Em muitos estados, as pessoas estão estritamente confinadas em suas casas e só podem sair em condições excepcionais, como compras de alimentos e farmácias. Isso significa perda de empregos ou trabalho “freelance” e uma enorme inquietação econômica. Se a Constituição dos EUA é um exemplo, os governos liberais ocidentais devem estabelecer a justiça, garantir tranquilidade doméstica, proporcionar defesa comum, promover o bem-estar geral e garantir os direitos de liberdade. Eles estão falhando em todos os aspectos e, quase se pode dizer, fazendo o oposto, bem como aumentando a repressão, através de uma vigilância em massa de suas populações e mentindo para elas sobre as preocupações nas questões públicas. Nós, o povo, não podemos contar com eles, mas devemos insistir em medidas que fortaleçam nossos direitos e capacidade de impedir novos abusos. Uma renda básica universal seria um começo muito bom, porque seria reforçar a existência social.

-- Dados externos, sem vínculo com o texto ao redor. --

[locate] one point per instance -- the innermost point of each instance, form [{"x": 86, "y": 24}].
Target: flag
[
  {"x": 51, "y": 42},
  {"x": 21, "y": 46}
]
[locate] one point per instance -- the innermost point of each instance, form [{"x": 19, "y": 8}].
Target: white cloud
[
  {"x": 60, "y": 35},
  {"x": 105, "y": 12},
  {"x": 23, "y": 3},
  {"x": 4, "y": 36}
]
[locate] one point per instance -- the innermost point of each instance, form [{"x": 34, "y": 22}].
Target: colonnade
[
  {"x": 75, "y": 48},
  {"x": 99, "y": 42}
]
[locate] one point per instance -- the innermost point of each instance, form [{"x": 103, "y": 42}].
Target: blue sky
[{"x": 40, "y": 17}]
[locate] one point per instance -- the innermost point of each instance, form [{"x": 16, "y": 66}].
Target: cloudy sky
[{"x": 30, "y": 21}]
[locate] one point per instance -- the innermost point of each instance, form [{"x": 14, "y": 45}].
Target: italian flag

Isso não é caridade, auxílio ou uma segunda melhor solução temporária à espera de dias melhores. É um direito humano, o direito do qual todos os outros direitos dependem: o direito à existência material. As pessoas que não têm esse direito não podem ser livres porque dependem dos outros para sua existência social. Também não é uma forma de benefícios condicionados, algo a ser pleiteado ou obtido apenas quando você provar a algum burocrata que é digno, um folheto com uma lógica “ex post “(em italico)especial de apenas ajudar “as carências” depois que elas estiverem ajoelhadas. Essas pessoas que são feitas para implorar “fracassaram” porque estão desempregadas há muito tempo ou estão trabalhando em condições que as colocam sob o título de trabalhadores pobres, como é o caso de 15% dos assalariados da Europa e outras razões que são produtos do próprio sistema.

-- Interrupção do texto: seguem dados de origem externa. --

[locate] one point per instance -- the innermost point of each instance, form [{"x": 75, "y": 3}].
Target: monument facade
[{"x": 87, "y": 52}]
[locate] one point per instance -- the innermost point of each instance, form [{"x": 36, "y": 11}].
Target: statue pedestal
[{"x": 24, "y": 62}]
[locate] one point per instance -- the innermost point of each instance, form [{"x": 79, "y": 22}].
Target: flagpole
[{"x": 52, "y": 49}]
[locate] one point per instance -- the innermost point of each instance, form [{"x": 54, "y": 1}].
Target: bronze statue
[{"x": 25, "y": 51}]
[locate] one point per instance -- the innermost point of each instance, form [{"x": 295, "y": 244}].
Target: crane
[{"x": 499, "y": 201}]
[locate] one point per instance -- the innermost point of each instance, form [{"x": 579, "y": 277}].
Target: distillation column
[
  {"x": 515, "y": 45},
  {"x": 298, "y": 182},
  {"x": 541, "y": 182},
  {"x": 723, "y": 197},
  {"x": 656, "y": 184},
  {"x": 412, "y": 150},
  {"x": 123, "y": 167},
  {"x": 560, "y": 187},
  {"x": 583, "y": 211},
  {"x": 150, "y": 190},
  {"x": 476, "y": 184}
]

Os benefícios condicionais são melhores que nada, mas são oferecidos como uma tábua de salvação estreita para uma fração muito pequena da população verdadeiramente carente por causa da insuficiência, ineficiência e pobreza absoluta dos benefícios que supostamente estão combatendo a pobreza. Pessoas em situações desesperadorasas são humilhadas por serem pedintes subservientes, implorando por “benefícios”. O COVID-19 apenas tornou essa situação mais cruel para um número crescente de pessoas.

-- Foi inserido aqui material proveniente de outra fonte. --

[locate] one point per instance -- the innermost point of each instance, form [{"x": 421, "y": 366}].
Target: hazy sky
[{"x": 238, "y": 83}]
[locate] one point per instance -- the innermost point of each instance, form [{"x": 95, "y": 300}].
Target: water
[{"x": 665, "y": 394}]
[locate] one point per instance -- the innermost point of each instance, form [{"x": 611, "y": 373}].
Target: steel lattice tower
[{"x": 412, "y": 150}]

Uma renda básica igual ou acima da linha de pobreza em todos os países garantiria a existência material de toda a população, respeitando a dignidade de todos, porque isso não é “ajuda”, mas um direito que garante a existência social. A pandemia, literalmente uma questão de vida ou morte, tornou essa medida ainda mais urgente. Os governos são capturados por ataques dos eflúvios ao contemplar o “custo” de uma medida, mas existem estudos detalhados mostrando como ela pode ser facilmente financiada, basicamente por um sistema tributário mais forte no qual os ricos pagariam mais em impostos do que receberiam como uma renda básica. E ninguém diga que isso é injusto com os ricos quando um terço do PIB do mundo é escondido em paraísos fiscais. O que importa é que pagar esse “custo” da existência material e social de populações inteiras seja uma das principais prioridades da crise que estamos enfrentando agora. E se os benefícios sociais disso fossem pesados ​​contra o chamado “custo” (para os ricos que, lutando por seus bunkers, estão mostrando o quão antissociais são), poderíamos falar sobre um custo?

A propósito, qual seria o custo social de não introduzir agora uma renda básica universal incondicional?

Daniel Raventós é professor de Economia na Universidade de Barcelona e autor, entre outros, de Renda Básica: As Condições Materiais da Liberdade (Pluto Press, 2007). Ele está no conselho editorial da revista política internacional Sin Permiso.

Julie Wark é membro do conselho consultivo da análise política internacional Sin Permiso. Seu último livro é O manifesto dos direitos humanos (Zero Books, 2013).